Finally, we have a usable data set with the relevant Canadian information that we want!

Part 2: Analysis on Which Economic Indicators are Impacted by the Differential¶

Remember that the aim of our project is to understand the impact of the WCS/WTI price differential on the Canadian oil industry. Firstly, we want to see if the impact of the differential is significant. Below, we will do so by finding mean values for monthly differential impacts and then see if this has been changing over time. After showing that the differential impact is significant, we want to understand how oil prices and the differential are correlated to our economic indicators, which include GDP and the exchange rate. Doing so will help us get a better understanding of the extent to which our interest variables impact Canada's economy as a whole.

In [65]:

impact1 = df['Monthly Differential Impact (Billions of CAD)'].mean()
impact2 = df['2008-01':'2012-12']['Monthly Differential Impact (Billions of CAD)'].mean()
impact3 = df['2013-01':'2017-12']['Monthly Differential Impact (Billions of CAD)'].mean()
impact4 = df['2018-01':'2022-12']['Monthly Differential Impact (Billions of CAD)'].mean()
impact5 = df['Monthly Differential Impact (Billions of CAD)'].sum()

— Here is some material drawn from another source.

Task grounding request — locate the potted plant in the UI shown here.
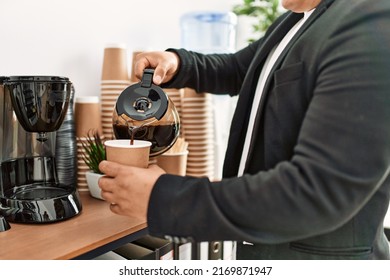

print(f'The average monthly impact of the differential from 2005-2022 was ${impact1:.3f} Billion CAD.')
print(f'The average monthly impact of the differential from 2008-2012 was ${impact2:.3f} Billion CAD.')
print(f'The average monthly impact of the differential from 2013-2017 was ${impact3:.3f} Billion CAD.')
print(f'The average monthly impact of the differential from 2018-2022 was ${impact4:.3f} Billion CAD.')
print(f'The cumulative impact of the differential from 2005-2022 was ${impact5:.3f} Billion CAD.')

The average monthly impact of the differential from 2005-2022 was $2.649 Billion CAD.
The average monthly impact of the differential from 2008-2012 was $1.818 Billion CAD.
The average monthly impact of the differential from 2013-2017 was $2.635 Billion CAD.
The average monthly impact of the differential from 2018-2022 was $3.572 Billion CAD.
The cumulative impact of the differential from 2005-2022 was $572.207 Billion CAD.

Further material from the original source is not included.